SYDNEY/HONG KONG, July 1 -- Aluminum Corp of China (601600.SS: Quote) (2600.HK: Quote) has terminated a $2.5 billion agreement to develop a bauxite and alumina operation in Australia, opening the door for Rio Tinto (RIO.AX: Quote) (RIO.L: Quote), Xstrata (XTA.L: Quote), Alcoa (AAN.N: Quote) and other miners to resubmit proposals.
Rio Tinto, the world's biggest aluminium producer, is seen as having the most to gain by securing Chalco's leaseholds on the vast Aurukun bauxite deposits in Queensland state, which neighbour its own Weipa bauxite mines that feed two alumina refineries undergoing expansion work.
"Rio is the obvious choice to move into Chalco's space given its dominance of this sector in Australia," said Grant Craighead, a mining analyst for Stock Resource in Sydney.
"This could also take into consideration future needs for bauxite and alumina by its major shareholder Chinalco," Craighead said.
Chalco is the listed unit of Aluminum Corp of China (Chinalco) [ALUMI.UL], which holds 9 percent of Rio's stock.
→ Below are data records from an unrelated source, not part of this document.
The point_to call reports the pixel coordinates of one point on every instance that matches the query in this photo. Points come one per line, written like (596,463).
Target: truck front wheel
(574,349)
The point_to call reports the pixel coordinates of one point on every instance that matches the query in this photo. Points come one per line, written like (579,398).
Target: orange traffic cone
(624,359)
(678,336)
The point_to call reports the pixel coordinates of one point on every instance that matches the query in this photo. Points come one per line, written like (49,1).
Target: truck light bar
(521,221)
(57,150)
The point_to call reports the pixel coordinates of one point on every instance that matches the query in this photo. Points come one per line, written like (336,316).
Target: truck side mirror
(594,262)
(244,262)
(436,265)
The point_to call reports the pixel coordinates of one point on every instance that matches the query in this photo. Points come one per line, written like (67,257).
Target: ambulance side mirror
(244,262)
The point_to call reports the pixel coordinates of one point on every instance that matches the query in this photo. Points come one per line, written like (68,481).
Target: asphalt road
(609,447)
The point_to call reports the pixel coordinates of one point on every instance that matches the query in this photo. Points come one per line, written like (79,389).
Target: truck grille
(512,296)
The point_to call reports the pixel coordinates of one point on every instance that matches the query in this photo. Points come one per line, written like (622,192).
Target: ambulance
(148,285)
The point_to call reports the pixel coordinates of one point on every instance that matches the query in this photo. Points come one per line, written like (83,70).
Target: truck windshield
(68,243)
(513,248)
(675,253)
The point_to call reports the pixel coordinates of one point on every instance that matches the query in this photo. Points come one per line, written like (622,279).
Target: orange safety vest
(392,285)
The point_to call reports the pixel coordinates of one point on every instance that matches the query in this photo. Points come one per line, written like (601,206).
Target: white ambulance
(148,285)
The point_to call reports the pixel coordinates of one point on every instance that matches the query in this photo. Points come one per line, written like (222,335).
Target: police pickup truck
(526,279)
In what promised to be Chalco's first investment in Australia, it was awarded a permit to mine bauxite at Aurukun as long as it also built a refinery to turn the bauxite into alumina.
That was something Chalco became increasingly reluctant to do as cost estimates rose and commodities demand waned, finally terminating the agreement by letting a June 30 deadline to submit a feasibility study to the government lapse.
"Both parties recognise that global conditions in the aluminium industry have deteriorated significantly since the original development agreement was signed in March 2007," Queensland's minister for infrastructure and planning, Stirling Hinchliffe, said.
Questions over the estimated $2.5 billion price tag on the project given its relatively low grades, increases in input costs such as steel and fuel, as well as a strong Australian dollar had done little to deter initial interest from sector heavyweights.
Chalco was forced to out-manoeuvre Rio, BHP, Alcoa (AA.N: Quote), Mitsubishi Corp (8058.T: Quote), Xstrata and UC Rusal (0486.HK: Quote) (RUAL.PA: Quote) for rights to Aurukun.
The Queensland government in 2003 stripped the then-Pechiney aluminium group of the lease, which it had held since 1975, in hopes of fast-tracking Aurukun's development.
Chalco and Queensland Premier Anna Bligh both have agreed to continue discussions on the exploration of Aurukun bauxite resources and other means of investment, but did not provide any detail on the forms these might take.
Expansion work at Rio's Yarwun alumina refinery will be completed in the second half of 2012 under a revised schedule, lifting production capacity to 3.4 million tonnes a year from 1.4 million now. There is room for another 2 million-tonnes-a-year increase, requiring even more bauxite.
It takes roughly four tonnes of bauxite to produce the two tonnes of alumina to make a tonne of aluminium.
Analysts have suggested Rio's board would await the outcome of debate over Australia's proposed 40 percent profits tax on mining companies before committing to further expansion work at Yarwun.
A compromise proposal on the tax may come as early as Friday after closed-door meeting this week, in which Rio took part.